Le suggestioni di Luigi Moio

Il prof. Moio, presidente dell’Oiv, dopo aver ricordato la storia e il ruolo della prestigiosa organizzazione internazionale, ha voluto sensibilizzare la platea, di produttori e giornalisti, sulle tematiche a lui care, e in parte espresse all’ultimo VinoVip Cortina, in particolare riguardo alle “trappole” che rischiano di frenare lo sviluppo del settore. In estrema sintesi: l’ondata antiscientifica, l’igienismo estremo che sta diventando ossessione, la trasmissione generazionale viziata da una scarsa conoscenza di viticoltura ed enologia, l’eccessivo tecnicismo nella narrazione del vino, le invenzioni del marketing (dall’ascolto dell’effervescenza degli spumanti agli affinamenti sottomarini), una cattiva interpretazione della sostenibilità, un’eccessiva enfasi di certe mode stilistiche, come la rincorsa a replicare il modello “Pinot nero”. 

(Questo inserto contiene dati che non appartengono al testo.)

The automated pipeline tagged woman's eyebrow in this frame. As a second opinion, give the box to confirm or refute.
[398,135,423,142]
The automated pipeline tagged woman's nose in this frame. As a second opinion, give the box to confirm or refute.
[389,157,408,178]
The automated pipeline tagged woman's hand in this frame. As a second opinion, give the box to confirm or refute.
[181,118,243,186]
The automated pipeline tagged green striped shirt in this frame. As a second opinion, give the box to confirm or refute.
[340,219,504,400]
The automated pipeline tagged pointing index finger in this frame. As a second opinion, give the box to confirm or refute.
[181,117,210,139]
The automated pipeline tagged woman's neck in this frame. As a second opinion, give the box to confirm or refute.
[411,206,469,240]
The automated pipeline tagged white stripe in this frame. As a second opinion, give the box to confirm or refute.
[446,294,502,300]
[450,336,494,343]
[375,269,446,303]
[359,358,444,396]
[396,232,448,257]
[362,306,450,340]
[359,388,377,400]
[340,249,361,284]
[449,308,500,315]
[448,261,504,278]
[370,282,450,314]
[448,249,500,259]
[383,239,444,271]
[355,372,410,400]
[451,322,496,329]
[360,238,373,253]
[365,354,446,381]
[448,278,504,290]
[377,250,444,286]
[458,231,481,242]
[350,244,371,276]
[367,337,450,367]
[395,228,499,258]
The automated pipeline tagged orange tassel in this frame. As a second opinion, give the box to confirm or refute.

In conclusione, Moio ha ricordato, a proposito, che il Nerello non è affatto simile al Pinot, «mentre possiamo dire che l’Etna ha diverse caratteristiche riconducibili alla Borgogna, per come è organizzato il territorio», ha sottolineando riallacciandosi alla presentazione di Bertrand Gauvrit. «Il futuro del vino è in Italia», ha concluso Moio, «grazie al fatto che vantiamo molte varietà tardive (come Nerello, Carricante, Aglianico, Fiano, Greco, Montepulciano, Nebbiolo…)». Certo, a patto che non manchi del tutto l’acqua e che si gestisca bene la vigna.